Let's get this out of the way: I understand that Angels & Demons is, as The Da Vinci Code, a book by Dan Brown. I've heard different things about the relationship between the two books, that A&D is a prequel to Da Vinci and so forth, but I honestly don't have a clue how the books read or in what order they go because I never read. Ok, I don't never read, but I just haven't read these books. Nor am I very interested in Dan Brown material in general. This review is about the movie as a separate entity.
As a thinker in general, I am automatically attracted to Langdon's (Hanks) profession. It's always intriguing to me to see symbols with hidden meanings come together like a jigsaw puzzle. This doesn't always translate well to film, but I think they did it well in this case. Much of the exposition was done while they were rushing off to save the next victim or find the anti-matter container. That said, exposition is never really the most exciting part of the movie. Interesting, maybe, but not exciting. There are only so many gimmicks you can pull out of your hat before you start thinking "alright, you got the clue, let's move on."

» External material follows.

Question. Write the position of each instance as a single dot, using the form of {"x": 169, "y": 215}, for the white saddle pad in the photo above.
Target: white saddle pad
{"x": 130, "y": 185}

As a Christian I was relieved to see the over-all message of the film was that religion and science are not mutually exclusive. They are not like matter and anti-matter which annihilate each other on contact. The Church is portrayed in a relatively good light in this movie. While they do strive to keep some secrets and are chastised for doing so, it's not ultimately for malicious reasons. There is a great line of dialog delivered by one of the bishops portrayed by actor Armin Mueller-Stahl: "Religion is flawed because we are flawed. That includes me." (That's probably not exactly what he said, but it's close enough.) This is true. Religion, as a separate entity from God himself, is a flawed human institution and should not be used as measure by which to gauge the worthiness of the object of worship. As evangelist Ravi Zacharias always says: "You cannot judge any worldview [or religion] by its abuse." And just because early Church leaders saw science as a threat and abused their power to stifle scientific voices does not mean that science is indeed threatening to the church. The two can easily work in harmony.
The production value of the movie was impressive. The cinimatics left nothing behind. Opie is a great director, and I would expect nothing less of the way one of his movies looks. In this particular story, the actors never really had a good chance to shine. Not that they didn't do well, but there was nothing really impressive about Langdon telling us all about symbology or the doctor following him around only to tell them the bomb is going to explode sooner than she expected. I think the best bit of acting in this film was done by Ewan McGregor who played the part of a priest that was very special to the Pope who died in the beginning of the film. Without giving away too much, the part required a lot of un-preist-like qualities that I think Ewan pulled off very well.
In all, I liked the movie. And that's me speaking as both a Christian and a movie geek. After you see Up, Angels & Demons is a good next stop.